Motivation vs Discipline - A Beginner’s Guide to Investing
Updated: Feb 4
Some time ago I was listening to a Tim Ferris podcast with Navy SEAL Jocko Willink, and Jocko made the powerful statement that discipline will carry you much further than motivation. It blew me away. Memories of training in the weight room, extra work with a batting tee, blocking drills, dieting, missing major family events while in season, and more flooded my mind. Finally someone put into words an opinion I’ve modeled my life after.
Did I want to go to the ballpark every day? Absolutely not. Was I motivated to push myself during every workout? Nope. How about blocking extra balls in full catcher’s gear in the middle of a midwest-summer heatwave? No thanks. But I did it anyway. It was discipline that carried me through those days, not motivation.
How does that relate to investing?
If you’re waiting for a podcast or book to change your heart and motivate you to invest in the stock market, you’ll be watching from the sidelines for a long, long time. If you’ve never invested before, you’re not alone, but there’s no magic entry point. If I can get all Gary V on you, you just have to “do.”
Here’s what I recommend. Start deferring money to your employer sponsored 401k or 403b plan. Immediately.
If your company doesn’t have a retirement plan, open an online brokerage account (Schwab, Fidelity, TD, E*Trade, RobinHood, etc), buy an S&P 500 ETF (Exchange Traded Fund), which is a fund that rises and falls with the S&P 500 index, and automatically wire money from your paycheck every month so you never even see the money. It doesn’t matter if it is just $50/month. The point is you are creating a discipline to systematically invest your money.

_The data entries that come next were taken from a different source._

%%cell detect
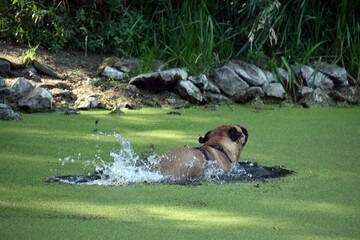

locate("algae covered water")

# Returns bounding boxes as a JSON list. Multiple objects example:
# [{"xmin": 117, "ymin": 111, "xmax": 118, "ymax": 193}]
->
[{"xmin": 46, "ymin": 130, "xmax": 293, "ymax": 186}]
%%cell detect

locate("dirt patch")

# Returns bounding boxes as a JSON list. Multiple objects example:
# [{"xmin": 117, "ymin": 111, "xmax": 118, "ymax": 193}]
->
[{"xmin": 0, "ymin": 40, "xmax": 186, "ymax": 109}]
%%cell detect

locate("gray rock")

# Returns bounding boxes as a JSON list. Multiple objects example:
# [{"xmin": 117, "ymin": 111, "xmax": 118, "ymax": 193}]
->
[
  {"xmin": 100, "ymin": 66, "xmax": 125, "ymax": 80},
  {"xmin": 233, "ymin": 87, "xmax": 265, "ymax": 103},
  {"xmin": 18, "ymin": 87, "xmax": 54, "ymax": 112},
  {"xmin": 329, "ymin": 86, "xmax": 359, "ymax": 104},
  {"xmin": 75, "ymin": 93, "xmax": 99, "ymax": 109},
  {"xmin": 175, "ymin": 80, "xmax": 203, "ymax": 103},
  {"xmin": 298, "ymin": 86, "xmax": 314, "ymax": 97},
  {"xmin": 213, "ymin": 66, "xmax": 249, "ymax": 97},
  {"xmin": 188, "ymin": 74, "xmax": 209, "ymax": 90},
  {"xmin": 316, "ymin": 63, "xmax": 349, "ymax": 87},
  {"xmin": 0, "ymin": 77, "xmax": 9, "ymax": 88},
  {"xmin": 204, "ymin": 80, "xmax": 221, "ymax": 94},
  {"xmin": 262, "ymin": 83, "xmax": 286, "ymax": 99},
  {"xmin": 300, "ymin": 88, "xmax": 335, "ymax": 108},
  {"xmin": 0, "ymin": 59, "xmax": 11, "ymax": 72},
  {"xmin": 114, "ymin": 58, "xmax": 139, "ymax": 73},
  {"xmin": 264, "ymin": 71, "xmax": 279, "ymax": 83},
  {"xmin": 0, "ymin": 103, "xmax": 23, "ymax": 121},
  {"xmin": 12, "ymin": 78, "xmax": 35, "ymax": 96},
  {"xmin": 300, "ymin": 65, "xmax": 334, "ymax": 90},
  {"xmin": 203, "ymin": 91, "xmax": 229, "ymax": 103},
  {"xmin": 276, "ymin": 68, "xmax": 289, "ymax": 83},
  {"xmin": 129, "ymin": 68, "xmax": 188, "ymax": 92},
  {"xmin": 226, "ymin": 60, "xmax": 268, "ymax": 86}
]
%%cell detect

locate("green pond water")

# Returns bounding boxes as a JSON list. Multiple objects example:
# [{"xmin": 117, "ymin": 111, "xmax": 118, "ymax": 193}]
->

Ok, I have to say this. Knowing what I know and how we invest at Beck Bode, I don’t actually recommend an ETF. I recommend opening a brokerage account with us. Let us set up your automatic withdrawals and invest on your behalf. I know how closely we watch our clients’ accounts and how good we are at what we do. It is hard to replicate that on your own. Historically speaking, however, over a 5+ year time horizon the S&P 500 will treat you fine, just don’t lose that discipline and pull out of the market during hard times.
Don’t look for motivation when you are losing money. Just as discipline helps you start investing, it will likewise keep you invested even when the sky feels like it is falling. Motivation will be on the sidelines, exactly where you shouldn’t be.
I just finished reading Tony Robbins’ Unshakeable, and he provides some eye-opening statistics highlighting the market’s volatility and the importance of weathering the storm du jour.
Think about these stats:
On average since 1900, the market has “corrected,” or dropped between 10-20%, every year.
In that time, we have averaged a bear market (market drops by more than 20%) every three to five years.
From 1996-2015, the S&P 500’s average annual return was 8.2%.
If you pulled out of the market and held your money in cash and missed the 10 best trading days over that 20 year time, your return drops to 4.5%. That’s 10 days in 20 years, and missing them cuts your return almost in half.
If you miss the 20 best trading days, your return drops to 2.1%.
Missed the 30 best days? You lost money. Staying on the sideline for 30 days in 20 years lost you money, whereas staying in the market and weathering the storm made you 8.2%.
Six of the 10 best trading days during that time took place within two weeks of the market’s worst trading days. Did somebody say they could time the market? Didn’t think so.
If you are looking for motivation when your investment account is down, you won’t find it. If you’re trying to motivate yourself to begin investing, it won’t happen. Discipline will get you started and will keep you in the market during those 30 best trading days, which statistically we know is a much better investment decision than pulling to cash and trying to time the market.
If you remember nothing else from this article, remember this: Focus your investment strategy, and life for that matter, on being disciplined, not on being motivated.